Schecky has been taking a class on Saturdays called "How to Draw Your Own Comics".* And he's been cranking out lots of product, a great deal of which I am just smitten by! Admittedly, I am biased...
So I selected one of the more simple drawings - this little cranky jellyfish guy- just in case this project proved to be more difficult than advertised....
Pleasantly enough, it was all pretty straightforward...
I reproduced his drawing by just redrawing it on the freezer paper's rough side (so it's not an exact copy of his) and then I cut it out with an X-acto knife. However, if I were to do it over again, I would use a copier and copy his exactly. I was just too lazy and too eager to start to take the time to take this and copy it. Also, you can supposedly use freezer paper in your printer.

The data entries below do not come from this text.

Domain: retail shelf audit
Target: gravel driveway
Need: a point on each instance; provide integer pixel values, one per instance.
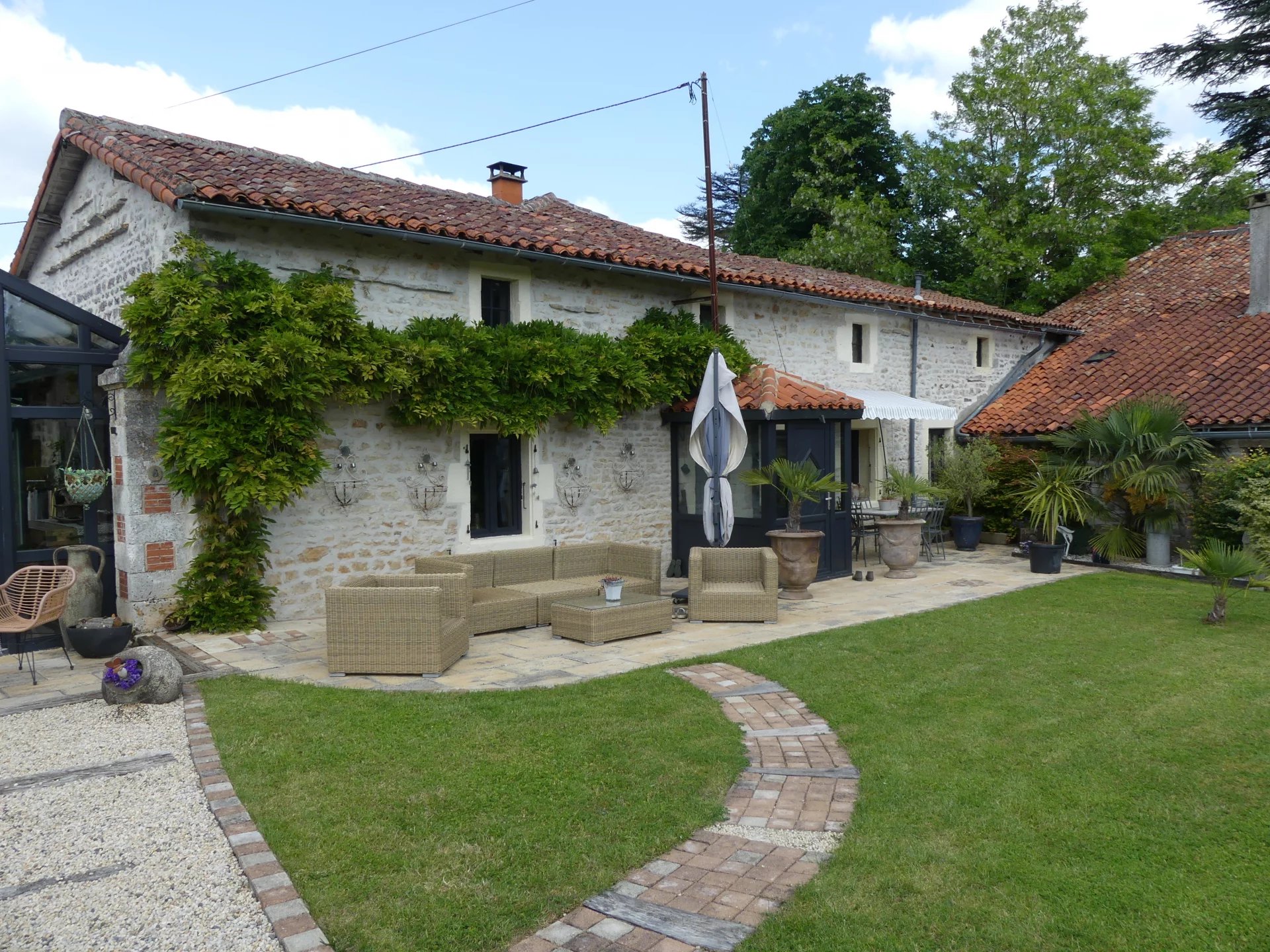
(134, 862)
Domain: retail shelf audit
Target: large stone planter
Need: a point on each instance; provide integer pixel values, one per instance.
(799, 557)
(901, 545)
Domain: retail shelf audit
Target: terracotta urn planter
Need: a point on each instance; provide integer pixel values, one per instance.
(901, 545)
(799, 556)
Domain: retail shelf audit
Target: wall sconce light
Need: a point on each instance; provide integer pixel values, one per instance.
(345, 488)
(628, 473)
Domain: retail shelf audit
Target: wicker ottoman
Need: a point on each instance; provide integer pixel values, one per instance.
(596, 621)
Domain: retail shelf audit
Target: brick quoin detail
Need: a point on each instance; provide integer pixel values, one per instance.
(155, 500)
(160, 556)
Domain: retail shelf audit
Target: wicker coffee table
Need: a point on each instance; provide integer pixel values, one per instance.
(596, 621)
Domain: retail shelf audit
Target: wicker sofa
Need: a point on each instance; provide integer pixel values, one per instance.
(732, 586)
(398, 623)
(515, 587)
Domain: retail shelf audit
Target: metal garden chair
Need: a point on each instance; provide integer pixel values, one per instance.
(34, 596)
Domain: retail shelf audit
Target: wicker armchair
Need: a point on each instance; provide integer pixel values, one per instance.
(732, 586)
(398, 623)
(34, 596)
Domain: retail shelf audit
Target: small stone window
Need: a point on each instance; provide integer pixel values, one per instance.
(495, 301)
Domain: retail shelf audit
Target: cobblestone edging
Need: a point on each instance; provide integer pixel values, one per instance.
(286, 910)
(785, 815)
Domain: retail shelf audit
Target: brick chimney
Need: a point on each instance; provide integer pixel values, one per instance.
(1259, 253)
(507, 182)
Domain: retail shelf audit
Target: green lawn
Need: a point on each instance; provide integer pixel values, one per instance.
(1081, 766)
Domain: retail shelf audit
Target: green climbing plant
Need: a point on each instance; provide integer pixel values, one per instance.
(249, 364)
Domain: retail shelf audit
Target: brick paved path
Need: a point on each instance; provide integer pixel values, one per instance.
(785, 815)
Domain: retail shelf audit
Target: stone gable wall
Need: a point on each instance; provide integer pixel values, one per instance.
(111, 233)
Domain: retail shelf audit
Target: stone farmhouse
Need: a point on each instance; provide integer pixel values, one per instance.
(893, 367)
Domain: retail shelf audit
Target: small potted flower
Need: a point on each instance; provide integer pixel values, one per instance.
(122, 674)
(613, 586)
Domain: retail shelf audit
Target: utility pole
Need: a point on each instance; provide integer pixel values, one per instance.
(705, 138)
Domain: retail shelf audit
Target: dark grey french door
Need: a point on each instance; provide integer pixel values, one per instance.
(52, 356)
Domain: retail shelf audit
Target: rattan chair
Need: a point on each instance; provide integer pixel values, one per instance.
(398, 623)
(933, 532)
(34, 596)
(733, 586)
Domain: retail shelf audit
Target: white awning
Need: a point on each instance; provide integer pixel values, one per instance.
(888, 405)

Then I ironed the freezer paper to the shirt, and then applied the fabric paint. Voila!
Things I did that were good:
The big thing is that, like Angry Chicken, I ironed a second piece of freezer paper on the inside of the shirt to help stabilize it all. Also, I did a careful thin coat of paint, then let it dry and did a second - I think that this really helped prevent "bleeding" of the ink.
Things I did that I would do differently next time:
After searching through the Craftster archives for additional information about this project, I decided to apply a layer of packing tape over the freezer paper before cutting it out. The idea behind this was to make a more sturdy stencil, and provide for more precise cutting. It did add sturdiness, but when I went to iron it on, I found that it made it more bulky and it wanted to buckle and wrinkle. Plus, I had to use a pressing cloth so the packing tape did not melt - and this made it more difficult to iron the freezer paper on. I would not bother with this step again.
Additionally, I think I would just use regular scissors to cut out most of the design - I would have had more control over curves etc. than I had with the X-acto.
In short - I don't think this is perfect, but I can live with it. Particularly given how quickly I whipped it out! Schecky, on the other hand, thinks it's wonderful and has already stated that he's wearing it to school tomorrow....
*No, the apple doesn't fall far from the tree. Bubba is so proud he could burst!